Find the solution set of the equation 𝑥 minus 23 all squared minus six 𝑥 is equal to zero, giving values to three decimal places.

We recall that any quadratic equation written in the form 𝑎𝑥 squared plus 𝑏𝑥 plus 𝑐 equals zero, where 𝑎, 𝑏, and 𝑐 are constants and 𝑎 is nonzero, can be solved using the quadratic formula. This states that 𝑥 is equal to negative 𝑏 plus or minus the square root of 𝑏 squared minus four 𝑎𝑐 all divided by two 𝑎.

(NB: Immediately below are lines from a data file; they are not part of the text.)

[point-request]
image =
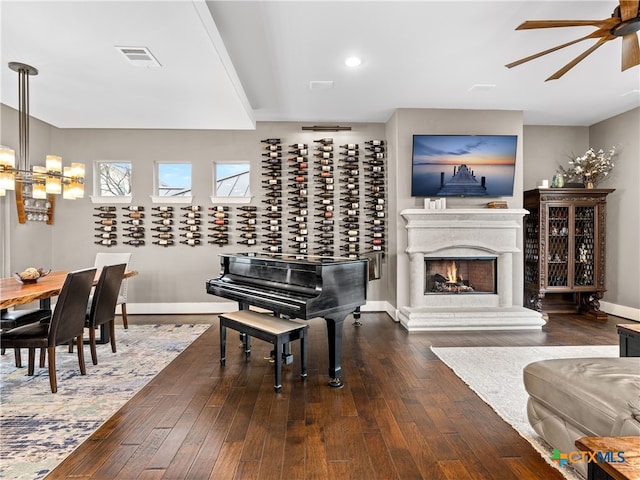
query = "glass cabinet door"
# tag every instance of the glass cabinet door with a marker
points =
(584, 248)
(558, 247)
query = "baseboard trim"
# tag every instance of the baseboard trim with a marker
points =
(217, 307)
(621, 311)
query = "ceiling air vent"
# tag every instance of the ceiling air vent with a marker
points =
(139, 56)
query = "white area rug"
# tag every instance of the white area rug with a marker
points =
(495, 374)
(39, 429)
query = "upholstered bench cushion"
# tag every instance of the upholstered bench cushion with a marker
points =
(596, 395)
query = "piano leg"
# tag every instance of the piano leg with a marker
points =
(356, 317)
(334, 335)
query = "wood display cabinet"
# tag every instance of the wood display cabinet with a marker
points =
(564, 250)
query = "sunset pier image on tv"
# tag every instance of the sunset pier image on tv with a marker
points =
(463, 165)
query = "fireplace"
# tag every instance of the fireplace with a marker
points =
(484, 247)
(460, 275)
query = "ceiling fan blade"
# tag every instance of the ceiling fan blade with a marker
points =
(529, 24)
(628, 9)
(601, 32)
(630, 51)
(579, 58)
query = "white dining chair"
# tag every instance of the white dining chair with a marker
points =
(104, 259)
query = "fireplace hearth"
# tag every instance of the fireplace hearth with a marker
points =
(445, 276)
(465, 268)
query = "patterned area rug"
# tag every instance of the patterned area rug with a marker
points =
(495, 374)
(39, 429)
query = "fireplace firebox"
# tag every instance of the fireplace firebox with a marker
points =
(454, 275)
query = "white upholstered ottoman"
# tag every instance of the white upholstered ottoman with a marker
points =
(583, 397)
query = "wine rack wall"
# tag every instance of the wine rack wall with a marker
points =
(339, 211)
(319, 198)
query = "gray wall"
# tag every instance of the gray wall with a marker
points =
(407, 122)
(177, 274)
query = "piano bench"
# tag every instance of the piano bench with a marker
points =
(274, 330)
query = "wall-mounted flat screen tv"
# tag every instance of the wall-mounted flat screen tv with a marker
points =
(463, 165)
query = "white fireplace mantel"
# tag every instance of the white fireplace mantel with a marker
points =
(465, 233)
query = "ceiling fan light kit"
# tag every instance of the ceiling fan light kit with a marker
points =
(624, 23)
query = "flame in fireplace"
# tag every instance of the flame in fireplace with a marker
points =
(452, 272)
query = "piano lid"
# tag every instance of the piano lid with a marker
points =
(291, 258)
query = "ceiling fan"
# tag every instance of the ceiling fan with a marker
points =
(624, 22)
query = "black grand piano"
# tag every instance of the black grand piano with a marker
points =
(297, 286)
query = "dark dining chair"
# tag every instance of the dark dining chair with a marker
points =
(102, 309)
(66, 324)
(18, 318)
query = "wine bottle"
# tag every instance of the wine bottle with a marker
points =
(133, 221)
(272, 181)
(248, 241)
(107, 221)
(191, 241)
(248, 221)
(134, 242)
(108, 243)
(324, 148)
(163, 214)
(376, 149)
(164, 221)
(273, 147)
(164, 243)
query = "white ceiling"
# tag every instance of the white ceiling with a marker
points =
(228, 64)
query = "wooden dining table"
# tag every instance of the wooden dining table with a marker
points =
(14, 293)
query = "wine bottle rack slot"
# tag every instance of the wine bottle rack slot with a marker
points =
(163, 226)
(374, 180)
(133, 232)
(272, 184)
(299, 197)
(107, 226)
(324, 182)
(219, 225)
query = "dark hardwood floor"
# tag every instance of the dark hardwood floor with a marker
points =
(402, 413)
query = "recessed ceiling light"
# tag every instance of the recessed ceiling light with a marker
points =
(352, 62)
(482, 87)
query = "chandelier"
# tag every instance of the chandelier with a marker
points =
(50, 179)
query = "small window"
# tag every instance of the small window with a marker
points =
(173, 179)
(231, 179)
(113, 179)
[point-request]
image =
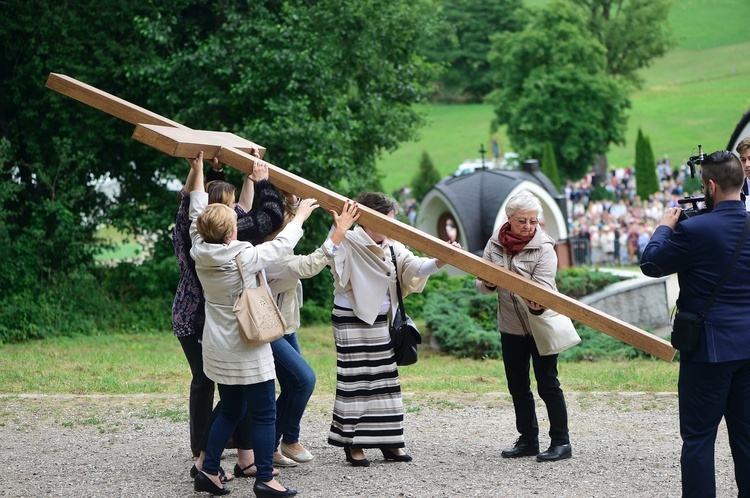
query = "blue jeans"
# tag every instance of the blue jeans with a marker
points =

Our first step in this question is to rewrite our equation so it is in the form 𝑎𝑥 squared plus 𝑏𝑥 plus 𝑐 equals zero. In order to square 𝑥 minus 23, we multiply 𝑥 minus 23 by 𝑥 minus 23. We can distribute the parentheses or expand the brackets here by using the FOIL method. Multiplying the first terms gives us 𝑥 squared. 𝑥 multiplied by negative 23 is negative 23𝑥. Therefore, the product of the outer and inner terms are both negative 23𝑥. Finally, multiplying negative 23 by negative 23 gives us positive 529. Our equation becomes 𝑥 squared minus 23𝑥 minus 23𝑥 plus 529 minus six 𝑥 is equal to zero.

Next, we can collect the like terms. Our equation simplifies to 𝑥 squared minus 52𝑥 plus 529 is equal to zero. The values of 𝑎, 𝑏, and 𝑐 are one, negative 52, and 529. Substituting these into the quadratic formula gives us 𝑥 is equal to negative negative 52 plus or minus the square root of negative 52 squared minus four multiplied by one multiplied by 529 all divided by two multiplied by one. This simplifies to 𝑥 is equal to 52 plus or minus the square root of 588 all divided by two. This means that either 𝑥 is equal to 52 plus the square root of 588 all divided by two or 𝑥 is equal to 52 minus the square root of 588 all divided by two. Typing these calculations into our calculator and rounding to three decimal places, we get 38.124 and 13.876.

The solution set of the equation 𝑥 minus 23 all squared minus six 𝑥 equals zero contains two values: 38.124 and 13.876.